The most reliable separator character

Update

If you were forced to use one char for the split method, which char would be the most reliable?

Reliability Definition: A delimiter character that is not part of separate substrings separated.

+44
string
Dec 10 '09 at 9:40
source share
11 answers

We are currently using

public const char Separator = ((char)007); 

I think it is a beep if I am not mistaken.

+48
Dec 10 '09 at 9:48
source share

Besides 0x0, which may not be available (due to strings with a terminating zero, for example), ASCII control characters between 0x1 and 0x1f are good candidates. The ASCII characters 0x1c-0x1f are even designed for such a thing and have the names "File Separator", "Group Separator", "Record Separator", "Device Separator". However, they are not allowed in transport formats such as XML .

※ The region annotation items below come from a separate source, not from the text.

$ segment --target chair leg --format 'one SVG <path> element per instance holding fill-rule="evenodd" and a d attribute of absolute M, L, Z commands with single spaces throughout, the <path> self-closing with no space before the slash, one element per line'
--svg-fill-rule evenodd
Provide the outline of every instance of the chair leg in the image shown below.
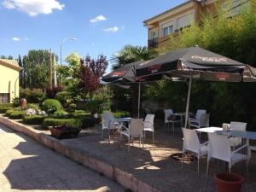
<path fill-rule="evenodd" d="M 108 143 L 110 143 L 110 130 L 108 129 Z"/>
<path fill-rule="evenodd" d="M 208 178 L 209 161 L 210 161 L 210 160 L 207 160 L 207 178 Z"/>
<path fill-rule="evenodd" d="M 183 170 L 183 159 L 184 159 L 184 151 L 183 151 L 183 157 L 182 157 L 182 170 Z"/>
<path fill-rule="evenodd" d="M 197 154 L 197 176 L 199 177 L 199 154 Z"/>
<path fill-rule="evenodd" d="M 128 151 L 130 152 L 130 137 L 128 137 Z"/>

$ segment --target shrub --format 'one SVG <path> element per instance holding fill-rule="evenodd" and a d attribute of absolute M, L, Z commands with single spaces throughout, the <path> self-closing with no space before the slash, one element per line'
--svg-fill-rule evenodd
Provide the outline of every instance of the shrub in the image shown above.
<path fill-rule="evenodd" d="M 38 103 L 45 99 L 45 93 L 40 89 L 20 89 L 20 97 L 27 102 Z"/>
<path fill-rule="evenodd" d="M 44 119 L 41 115 L 24 116 L 23 122 L 28 125 L 42 125 Z"/>
<path fill-rule="evenodd" d="M 61 102 L 55 99 L 47 99 L 42 104 L 42 109 L 48 113 L 54 113 L 57 110 L 63 109 Z"/>
<path fill-rule="evenodd" d="M 72 102 L 72 96 L 68 91 L 61 91 L 56 94 L 55 99 L 59 100 L 59 102 L 65 108 L 67 108 L 68 104 Z"/>
<path fill-rule="evenodd" d="M 13 103 L 1 103 L 0 108 L 14 108 Z"/>
<path fill-rule="evenodd" d="M 129 117 L 130 113 L 127 111 L 116 111 L 113 113 L 113 116 L 115 118 L 123 118 L 123 117 Z"/>
<path fill-rule="evenodd" d="M 39 105 L 37 103 L 28 103 L 27 108 L 32 108 L 37 111 L 40 110 Z"/>
<path fill-rule="evenodd" d="M 20 119 L 26 115 L 26 111 L 14 111 L 10 113 L 9 118 L 13 119 Z"/>
<path fill-rule="evenodd" d="M 14 109 L 15 108 L 0 108 L 0 113 L 5 113 L 9 109 Z"/>
<path fill-rule="evenodd" d="M 68 113 L 64 110 L 57 110 L 53 113 L 53 116 L 55 118 L 63 119 L 63 118 L 67 118 Z"/>
<path fill-rule="evenodd" d="M 8 109 L 5 112 L 5 114 L 6 114 L 6 116 L 9 117 L 11 115 L 11 113 L 13 113 L 14 112 L 18 112 L 18 111 L 20 111 L 20 109 L 19 109 L 19 108 L 10 108 L 10 109 Z"/>
<path fill-rule="evenodd" d="M 82 126 L 82 120 L 76 119 L 53 119 L 46 118 L 44 119 L 42 126 L 58 126 L 58 125 L 67 125 L 73 128 L 80 128 Z"/>
<path fill-rule="evenodd" d="M 20 106 L 20 98 L 19 97 L 15 97 L 12 99 L 12 102 L 14 107 L 19 107 Z"/>
<path fill-rule="evenodd" d="M 52 86 L 46 88 L 46 96 L 48 98 L 55 98 L 56 94 L 63 90 L 62 85 Z"/>
<path fill-rule="evenodd" d="M 80 119 L 82 121 L 82 129 L 85 129 L 88 127 L 92 127 L 95 125 L 95 119 L 91 117 L 84 117 Z"/>
<path fill-rule="evenodd" d="M 73 118 L 84 118 L 84 117 L 90 117 L 90 113 L 88 112 L 85 112 L 84 110 L 75 110 L 73 113 L 71 113 L 71 115 Z"/>

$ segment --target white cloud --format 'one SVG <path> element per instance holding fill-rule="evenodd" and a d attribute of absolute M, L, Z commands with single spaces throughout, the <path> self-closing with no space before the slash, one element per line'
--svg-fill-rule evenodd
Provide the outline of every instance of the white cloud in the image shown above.
<path fill-rule="evenodd" d="M 116 32 L 119 30 L 119 28 L 117 27 L 116 26 L 113 26 L 113 27 L 109 27 L 109 28 L 103 29 L 104 32 Z"/>
<path fill-rule="evenodd" d="M 51 14 L 53 9 L 62 10 L 65 6 L 61 4 L 58 0 L 4 0 L 2 5 L 9 9 L 24 12 L 30 16 Z"/>
<path fill-rule="evenodd" d="M 96 16 L 96 18 L 93 18 L 90 20 L 90 22 L 91 23 L 96 23 L 96 22 L 99 22 L 99 21 L 102 21 L 102 20 L 106 20 L 107 18 L 104 17 L 102 15 L 100 15 L 98 16 Z"/>
<path fill-rule="evenodd" d="M 13 37 L 13 38 L 11 38 L 11 39 L 12 39 L 13 41 L 20 41 L 20 38 L 17 38 L 17 37 Z"/>

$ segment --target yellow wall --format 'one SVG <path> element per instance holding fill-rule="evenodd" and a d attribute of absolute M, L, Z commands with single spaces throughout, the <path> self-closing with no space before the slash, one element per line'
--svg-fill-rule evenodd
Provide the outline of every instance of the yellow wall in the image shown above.
<path fill-rule="evenodd" d="M 0 64 L 0 93 L 10 93 L 10 102 L 19 97 L 19 71 Z"/>

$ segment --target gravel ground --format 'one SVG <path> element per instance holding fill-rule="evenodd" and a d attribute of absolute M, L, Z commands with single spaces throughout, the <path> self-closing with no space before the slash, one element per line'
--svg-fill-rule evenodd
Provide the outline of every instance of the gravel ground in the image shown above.
<path fill-rule="evenodd" d="M 0 125 L 0 192 L 122 192 L 124 188 Z"/>
<path fill-rule="evenodd" d="M 182 150 L 182 132 L 177 128 L 172 131 L 164 130 L 163 126 L 155 131 L 155 143 L 152 143 L 151 137 L 147 137 L 144 148 L 135 142 L 131 152 L 124 141 L 120 148 L 116 137 L 113 137 L 109 144 L 107 139 L 101 137 L 101 126 L 94 130 L 84 131 L 77 139 L 61 140 L 65 145 L 79 149 L 86 154 L 96 157 L 120 169 L 134 174 L 136 177 L 154 186 L 160 191 L 166 192 L 215 192 L 214 173 L 223 172 L 228 166 L 224 163 L 212 161 L 210 174 L 206 178 L 207 159 L 200 163 L 200 177 L 197 176 L 197 165 L 194 162 L 184 164 L 170 156 Z M 107 137 L 107 136 L 106 136 Z M 249 175 L 247 176 L 246 166 L 238 163 L 232 167 L 232 172 L 246 177 L 242 192 L 256 191 L 256 153 L 252 153 L 249 165 Z"/>

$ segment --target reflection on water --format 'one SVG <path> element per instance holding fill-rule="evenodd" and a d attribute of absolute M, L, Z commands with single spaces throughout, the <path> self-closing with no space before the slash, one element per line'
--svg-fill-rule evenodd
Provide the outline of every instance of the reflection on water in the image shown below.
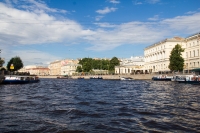
<path fill-rule="evenodd" d="M 0 86 L 1 132 L 200 132 L 200 86 L 42 79 Z"/>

In this case, characters from Unicode personal code points can be used.

One of the last options is to use an escaping strategy, so that the separation character can be entered in some way. However, this complicates the task quite a lot, and you can no longer use String.Split.

+19
Dec 10 '09 at 9:59
source share

You can safely use any character you like as a separator if you avoid the string so that you know that it does not contain that character.

Let, for example, select the character "a" as a separator. (I intentionally chose a regular character to show that any character can be used.)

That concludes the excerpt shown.